Wearied, uncertain, and amazed, we stand;

On either side our thoughts incessant turn.

Forward we dread, and looking back we mourn.

Prior.

Accustomed to obey the more obvious laws of necessity, those whose situation in life obliges them to earn their daily bread, are already broken in to the yoke of fate. But the rich and great are vanquished more slowly. Their time is their own; as fancy bids them, they can go east, west, north, or south; they wish, and accomplish their wishes; and cloyed by the too easy attainment of the necessaries, and even of the pleasures of life, they fly to the tortures of passion, and to the labour of overcoming the obstacles that stand in the way of their forbidden desires, as resources against ennui and satiety. Reason is lost in the appetite for excitement, and a kind of unnatural pleasure springs from their severest pains, because thus alone are they roused to a full sense of their faculties; thus alone is existence and its purposes brought home to them.

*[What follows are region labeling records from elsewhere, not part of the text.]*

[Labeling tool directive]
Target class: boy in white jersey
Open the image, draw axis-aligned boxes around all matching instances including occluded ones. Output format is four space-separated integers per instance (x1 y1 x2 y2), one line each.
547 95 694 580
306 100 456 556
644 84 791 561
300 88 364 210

In the midst of this, their thoughtless career, the eternal law which links ill to ill, is at hand to rebuke and tame the rebel spirit; and such a tissue of pain and evil is woven from their holiday pastime, as checks them midcourse, and makes them feel that they are slaves. The young are scarcely aware of this; they delight to contend with Fate, and laugh as she clanks their chains. But there is a period — sooner or later comes to all — when the links envelop them, the bolts are shot, the rivets fixed, the iron enters the flesh, the soul is subdued, and they fly to religion or proud philosophy, to seek for an alleviation, which the crushed spirit can no longer draw from its own resources.

This hour! this fatal hour! How many can point to the shadow on the dial, and say, “Then it was that I felt the whole weight of my humanity, and knew myself to be the subject of an unvanquishable power!” This dark moment had arrived for Lodore. He had spent his youth in passion, and exhausted his better nature in a struggle for, and in the enjoyment of, pleasure. He found disappointment, and desired change. It came at his beck. He married. He was not satisfied; but still he felt that it was because he did not rouse himself, that the bonds sate so heavily upon him. He was enervated. He sickened at the idea of the struggle it would require to cast off his fetters, and he preferred adapting his nature to endure their weight. But he believed that it was only because he did not raise his hand, nor determine on one true effort, that he was thus enslaved. And now his hand was raised — the effort made; but no change ensued; and he felt that there was no escape from the inextricable bonds that fastened him to misery.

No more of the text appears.